Recessed lighting – Older recessed lights can be replaced with new ones that do not have the air pathways of the older ones. That can get a bit expensive, particularly if you have a lot of them. An alternative that would not eliminate the potential for contamination, but would reduce it is to build boxes that would equal 12 inches surrounding the recessed lights. Make sure the height of the box is sufficient to keep insulation from falling into the box. Such a barrier will help.
A second step that can be taken is to have an outside air intake installed on the HVAC system. Bringing in sufficient filtered outside air via the HVAC system pressurizes the house from air infiltration from outside as well as from such areas as basements and attics. This will reduce if not eliminate the airflow from the attic into the occupied spaces.
HVAC closets – Bringing in outside air via the HVAC system will help eliminate this source as well. The only purpose I can see of the hole in the ceiling of the HVAC closet is for ventilation purposes. It should be fairly simple to run a duct from the closet to the roof to vent out heat when needed. With that there is no reason to have an air pathway between the attic and the HVAC closet.

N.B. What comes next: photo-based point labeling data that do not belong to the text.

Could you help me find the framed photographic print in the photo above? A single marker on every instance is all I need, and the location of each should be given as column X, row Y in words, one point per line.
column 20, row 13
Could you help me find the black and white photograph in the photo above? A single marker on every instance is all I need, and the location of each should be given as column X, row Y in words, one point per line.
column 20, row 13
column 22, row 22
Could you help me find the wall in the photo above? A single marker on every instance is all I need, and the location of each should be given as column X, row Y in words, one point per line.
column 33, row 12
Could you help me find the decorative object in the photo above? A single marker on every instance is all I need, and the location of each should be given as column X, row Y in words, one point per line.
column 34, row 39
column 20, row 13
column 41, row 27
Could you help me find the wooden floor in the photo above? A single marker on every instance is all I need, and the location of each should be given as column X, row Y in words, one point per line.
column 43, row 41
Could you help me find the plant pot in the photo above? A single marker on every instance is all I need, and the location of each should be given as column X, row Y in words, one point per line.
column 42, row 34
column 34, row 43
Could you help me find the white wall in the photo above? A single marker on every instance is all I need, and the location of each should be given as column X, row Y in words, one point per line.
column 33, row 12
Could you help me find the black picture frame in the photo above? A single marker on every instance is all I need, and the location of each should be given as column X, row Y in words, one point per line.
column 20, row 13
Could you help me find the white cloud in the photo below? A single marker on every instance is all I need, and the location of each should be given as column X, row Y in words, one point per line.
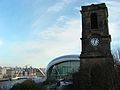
column 59, row 5
column 50, row 43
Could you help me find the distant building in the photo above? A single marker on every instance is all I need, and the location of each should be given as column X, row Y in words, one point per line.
column 60, row 70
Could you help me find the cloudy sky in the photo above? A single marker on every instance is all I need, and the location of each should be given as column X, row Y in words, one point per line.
column 34, row 32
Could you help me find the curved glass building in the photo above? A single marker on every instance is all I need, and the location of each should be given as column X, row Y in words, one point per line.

Ventilation ducts – If rats are the problem, get an exterminator to rid your residence of them and to provide simple actions to keep them out. Ducts that have become compromised need to be removed and replaced. If there are no rat holes and nests in the ducts, they can be cleaned to National Air Duct Cleaners Association (NADCA) standards. It would be prudent to have the air handler cleaned at the same time.
To wrap it up I want to say that I am not one to paint “gloom and doom.” Many people who are generally in good health will not be particularly affected by exposure to a bit of contamination. It can be argued that people raised or kept for long periods of time in pristine environments can become very susceptible to contaminated environments where those who have confronted contamination from time to time already have built up resistance are more likely to be unaffected or minimally affected.
What I advocate is that we observe and educate ourselves so we can control our personal environment and that of our family or coworkers in the case of the work environment. With that we can take the necessary steps to improve our living environment as needed for our benefit and that of those around us.